Explicitly tell Claude how detailed you want the output:

# Token-saving approach
> Fix this bug. Only output the changed code, no explanations needed.
 
# Token-burning approach
> Help me fix this bug
# Claude will output: problem analysis + solution + full code + explanation + follow-up suggestions

A simple "no explanations needed" can reduce output tokens by 30-50%.


Session Management Strategies

Session management extends context optimization, but focuses more on "when to start a new session" and "how to split tasks."

Single Long Session vs Multiple Short Sessions

DimensionSingle Long SessionMultiple Short Sessions
Context continuityHigh (Claude remembers earlier discussion)Low (fresh start each time)
Token consumptionHigh (accumulates)Low (starts from zero each time)
Error recoveryHard (wrong assumptions persist)Easy (new session = clean state)
Best forContinuous development of a single complex taskMultiple independent tasks

Rule of thumb: If a task requires more than 15 conversation turns, consider splitting it into subtasks.

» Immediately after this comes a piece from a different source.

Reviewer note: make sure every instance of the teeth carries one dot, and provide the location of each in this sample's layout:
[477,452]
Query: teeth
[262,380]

When to Start a New Session

  • Current task is done, moving to a new one
  • Claude starts "getting confused" (repeating previous mistakes, forgetting agreements)
  • Debugging is going in circles (same approach tried repeatedly)
  • You need a completely different approach
  • The session has exceeded 20 conversation turns

/resume Cost Considerations

/resume can restore a previous session, but keep in mind: the restored session loads a summary of the previous conversation, which itself consumes tokens.

# Good use of /resume
- Yesterday's task was half-done, continuing today
- Need previous architectural decisions as context
 
# Bad use of /resume
- The previous session was already very long (summary will be large too)
- New task is barely related to the previous session
- Previous session had lots of failed attempts

If the previous session was long, it's often cheaper to start a new session and manually copy over key decisions. Cleaner context, lower cost.

Subtask Splitting

Breaking large tasks into smaller ones, each in its own session, is one of the most effective cost control strategies:

# Bad: one session for the entire feature
> Implement a complete user auth system including registration, login,
> forgot password, email verification, OAuth, permission management...
# Session will be extremely long, per-turn cost skyrockets toward the end

# Good: split into independent sessions
Session 1: Design the auth system data model and API interfaces (output a design doc)
/clear
Session 2: Implement registration and login APIs
/clear
Session 3: Implement forgot password and email verification
/clear
Session 4: Implement OAuth integration
/clear
Session 5: Implement permission management
# Each session starts from a clean state, total cost is lower

The key technique: have the first session output a design document or plan, then feed that document as input to subsequent sessions. This maintains coherence while avoiding context accumulation.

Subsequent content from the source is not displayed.